Geschäftsführerhaftung an den zeitlichen Grenzen der Bestellung

Sie sind soeben zum Geschäftsführer bestellt worden? Oder haben Ihren wohlverdienten Ruhestand angetreten? Bevor Sie die Gläser erheben, lohnt sich vielleicht ein Blick auf die Haftungslage. Glauben Sie uns: Sie schlafen ruhiger, wenn Sie wissen, wie es um die Pflichtentreue Ihrer Vorgänger oder Nachfolger im Management steht.

 


Als Geschäftsführer wird Ihnen ihre Haftung gegenüber der Gesellschaft (Innenhaftung) bei eigenen Pflichtverletzungen bewusst sein. Wie diese Beitragsreihe zeigen will, haften Sie u.U. auch schon für Verbindlichkeiten, deren Grundlage vor Ihrer Bestellung gelegt wurde oder deren Auswirkungen erst nach Ihrer Abberufung sichtbar werden. Das können Steuerverbindlichkeiten aus der Vergangenheit sein (Teil 1) oder sonstige Altlasten, die Sie von Ihrem Vorgänger geerbt haben (Teil 2) sowie die Nachhaftung für Spätfolgen (Teil 3). Vor diesem Hintergrund wird auch auf effektiven Schutz gegen Haftungsrisiken für Geschäftsführer im Rahmen von D&O-Versicherungen einzugehen sein (Teil 4).

 

Haftungsgrundlagen

Bevor Fragen zu Umfang und Bedingungen der Geschäftsführerhaftung (und daran ansetzender Risikominimierung) beantwortet werden können, ist zwischen den Haftungsgründen zu unterscheiden: Wofür ist ein Manager haftbar? Grob gesprochen sind Haftungsgründe vielfältig: Geschäftsführer der errichteten Gesellschaft haften dieser aus dem Organ- oder Anstellungsverhältnis (Innenhaftung), den Behörden aus eigenen öffentlich-rechtlichen Pflichten (Außenhaftung) und dem Insolvenzverwalter für Masseforderungen (Spezialfall der Innenhaftung in der Insolvenz). Daneben treten deliktische Haftungsgründe, die als Innen- wie Außenhaftung ausgestaltet sein können, sowie weitere Außenhaftungstatbestände in Einzelfällen, die einen besonderen Gläubigerschutz verlangen.

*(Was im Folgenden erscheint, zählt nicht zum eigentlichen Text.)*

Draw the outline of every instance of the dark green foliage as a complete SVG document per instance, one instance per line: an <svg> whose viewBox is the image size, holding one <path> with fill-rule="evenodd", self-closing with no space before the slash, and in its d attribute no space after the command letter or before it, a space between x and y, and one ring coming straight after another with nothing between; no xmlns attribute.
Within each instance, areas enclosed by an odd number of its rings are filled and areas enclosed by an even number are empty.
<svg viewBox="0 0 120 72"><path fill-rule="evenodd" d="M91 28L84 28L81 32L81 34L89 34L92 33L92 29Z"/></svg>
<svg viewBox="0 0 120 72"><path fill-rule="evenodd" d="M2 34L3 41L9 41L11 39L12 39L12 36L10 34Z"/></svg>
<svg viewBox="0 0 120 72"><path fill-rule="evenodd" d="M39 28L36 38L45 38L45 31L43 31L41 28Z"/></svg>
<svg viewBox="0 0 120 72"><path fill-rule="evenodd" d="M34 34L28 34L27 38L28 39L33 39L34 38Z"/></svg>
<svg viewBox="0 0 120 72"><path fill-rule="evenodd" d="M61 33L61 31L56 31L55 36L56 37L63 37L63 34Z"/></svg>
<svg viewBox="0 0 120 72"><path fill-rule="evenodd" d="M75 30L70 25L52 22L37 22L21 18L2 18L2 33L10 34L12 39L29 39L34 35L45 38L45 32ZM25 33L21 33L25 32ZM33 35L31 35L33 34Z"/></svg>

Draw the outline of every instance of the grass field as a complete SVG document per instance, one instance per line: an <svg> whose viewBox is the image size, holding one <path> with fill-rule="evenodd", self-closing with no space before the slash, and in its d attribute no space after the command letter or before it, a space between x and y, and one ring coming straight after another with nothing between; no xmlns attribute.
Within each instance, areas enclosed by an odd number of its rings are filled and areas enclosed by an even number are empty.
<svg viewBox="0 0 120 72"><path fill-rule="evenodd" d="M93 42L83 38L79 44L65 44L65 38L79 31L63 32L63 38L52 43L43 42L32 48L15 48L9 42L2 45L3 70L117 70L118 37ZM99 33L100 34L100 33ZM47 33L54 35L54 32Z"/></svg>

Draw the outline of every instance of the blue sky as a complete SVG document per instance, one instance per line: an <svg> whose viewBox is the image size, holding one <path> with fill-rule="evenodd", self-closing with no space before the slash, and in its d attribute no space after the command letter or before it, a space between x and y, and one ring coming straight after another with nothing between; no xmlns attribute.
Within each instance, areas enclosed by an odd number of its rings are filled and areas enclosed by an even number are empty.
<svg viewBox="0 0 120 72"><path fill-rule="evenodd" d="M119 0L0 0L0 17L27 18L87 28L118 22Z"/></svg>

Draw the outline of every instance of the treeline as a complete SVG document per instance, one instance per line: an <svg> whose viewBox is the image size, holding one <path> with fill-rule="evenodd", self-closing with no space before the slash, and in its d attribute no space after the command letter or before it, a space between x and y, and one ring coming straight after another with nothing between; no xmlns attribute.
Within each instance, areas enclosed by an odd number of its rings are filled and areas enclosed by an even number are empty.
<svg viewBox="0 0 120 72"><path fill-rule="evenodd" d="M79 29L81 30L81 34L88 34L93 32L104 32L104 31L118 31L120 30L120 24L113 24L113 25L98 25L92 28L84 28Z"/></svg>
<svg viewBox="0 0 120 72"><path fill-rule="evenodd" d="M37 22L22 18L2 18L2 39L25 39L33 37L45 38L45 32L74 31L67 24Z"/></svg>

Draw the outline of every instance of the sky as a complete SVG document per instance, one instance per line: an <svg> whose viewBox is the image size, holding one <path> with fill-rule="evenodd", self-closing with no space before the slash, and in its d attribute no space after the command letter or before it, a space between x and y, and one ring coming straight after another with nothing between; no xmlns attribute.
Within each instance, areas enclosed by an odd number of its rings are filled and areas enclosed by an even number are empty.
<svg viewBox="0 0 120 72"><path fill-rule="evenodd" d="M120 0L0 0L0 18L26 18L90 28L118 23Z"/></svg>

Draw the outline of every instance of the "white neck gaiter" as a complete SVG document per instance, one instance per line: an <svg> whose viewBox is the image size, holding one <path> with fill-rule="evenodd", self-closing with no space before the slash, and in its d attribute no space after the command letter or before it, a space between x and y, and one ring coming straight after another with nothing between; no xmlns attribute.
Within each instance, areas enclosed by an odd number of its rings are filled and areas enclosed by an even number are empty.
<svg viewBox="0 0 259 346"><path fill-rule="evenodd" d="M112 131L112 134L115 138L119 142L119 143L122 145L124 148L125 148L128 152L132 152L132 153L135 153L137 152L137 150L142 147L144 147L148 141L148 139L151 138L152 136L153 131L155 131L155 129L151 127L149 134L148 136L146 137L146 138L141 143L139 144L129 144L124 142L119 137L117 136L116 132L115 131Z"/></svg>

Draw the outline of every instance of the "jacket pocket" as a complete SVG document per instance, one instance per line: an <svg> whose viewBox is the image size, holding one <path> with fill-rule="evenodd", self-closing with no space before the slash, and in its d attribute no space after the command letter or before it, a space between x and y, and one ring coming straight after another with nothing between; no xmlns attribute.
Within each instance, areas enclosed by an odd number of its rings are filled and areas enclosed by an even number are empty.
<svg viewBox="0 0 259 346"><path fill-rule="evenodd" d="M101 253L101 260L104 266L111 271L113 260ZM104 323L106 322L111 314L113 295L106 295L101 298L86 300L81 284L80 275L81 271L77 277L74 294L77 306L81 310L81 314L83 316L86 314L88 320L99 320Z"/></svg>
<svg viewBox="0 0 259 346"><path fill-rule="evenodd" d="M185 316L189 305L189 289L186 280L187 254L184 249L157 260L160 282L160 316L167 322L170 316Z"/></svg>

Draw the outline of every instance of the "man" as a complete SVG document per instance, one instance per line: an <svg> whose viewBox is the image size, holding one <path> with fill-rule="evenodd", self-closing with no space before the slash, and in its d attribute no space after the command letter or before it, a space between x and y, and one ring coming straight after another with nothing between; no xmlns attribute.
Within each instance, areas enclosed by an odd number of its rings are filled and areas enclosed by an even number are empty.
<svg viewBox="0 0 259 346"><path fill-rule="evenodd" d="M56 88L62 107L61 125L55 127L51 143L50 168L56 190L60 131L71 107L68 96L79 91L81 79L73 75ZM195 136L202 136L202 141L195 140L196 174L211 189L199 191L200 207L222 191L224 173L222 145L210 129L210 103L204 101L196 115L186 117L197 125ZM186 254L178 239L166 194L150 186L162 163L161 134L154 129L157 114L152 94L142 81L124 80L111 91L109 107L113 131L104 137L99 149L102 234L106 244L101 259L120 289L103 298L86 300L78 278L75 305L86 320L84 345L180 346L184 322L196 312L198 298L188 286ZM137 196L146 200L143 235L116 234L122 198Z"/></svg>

Allen gemeinsam ist, dass wegen der grundsätzlich unbeschränkten persönlichen Haftung mit dem Privatvermögen bei Schadenssummen im gewerblichen Umfang schnell die persönliche finanzielle Existenz gefährdet ist. Hinzu kommt die strafrechtliche Verantwortlichkeit, die hier nicht thematisiert wird. Grundsätzlich sind die Voraussetzungen jedes Haftungsanspruchs aber gleich: Es muss ein Schaden aufgrund einer vorwerfbaren Verletzung von Pflichten eingetreten sein. Pflichten und Vorwerfbarkeit sind je nach Haftgrund verschieden.

 

Steuerrechtliche Haftung nach § 69 Abgabenordnung

Nach § 69 Abgabenordnung (AO) wird die Gewährleistung der ordnungsgemäßen Abgabenleistungen und Erfüllung sonstiger abgabenrechtlicher Pflichten durch die Gesellschaft gem. § 34 AO zur persönlichen öffentlich-rechtlichen Pflicht des Geschäftsführers als deren Vertreter. Zu diesen Pflichten gehört es sicherzustellen, dass fällige Steuern und Nebenforderungen gezahlt, festsetzungsrelevante Auskünfte erteilt, die Steuererklärung, Buchführung und sonstige Dokumentation erstellt und Mitwirkungspflichten erfüllt werden.

Die Haftung nach § 69 AO ist deshalb besonders risikoträchtig, weil sie nicht (vollständig) auf die Gesellschaft abgewälzt werden kann. Selbst eine gesellschaftsvertraglich niedergelegte Ressortaufteilung unter mehreren Geschäftsführern, die einem oder mehreren die abgabenrechtliche Zuständigkeit abnimmt, genügt nicht. Die Überwachungspflicht besteht fort und zwingt bei Anhaltspunkten zum Einschreiten gegen den ressortverantwortlichen Kollegen. Ohne Ressortaufteilung haften mehrere Geschäftsführer gemeinschaftlich. Droht die Insolvenz, steigt auch das Haftungsrisiko, da das Gleichbehandlungsgebot verbietet, das Finanzamt gegenüber Privatgläubigern schlechter zu stellen.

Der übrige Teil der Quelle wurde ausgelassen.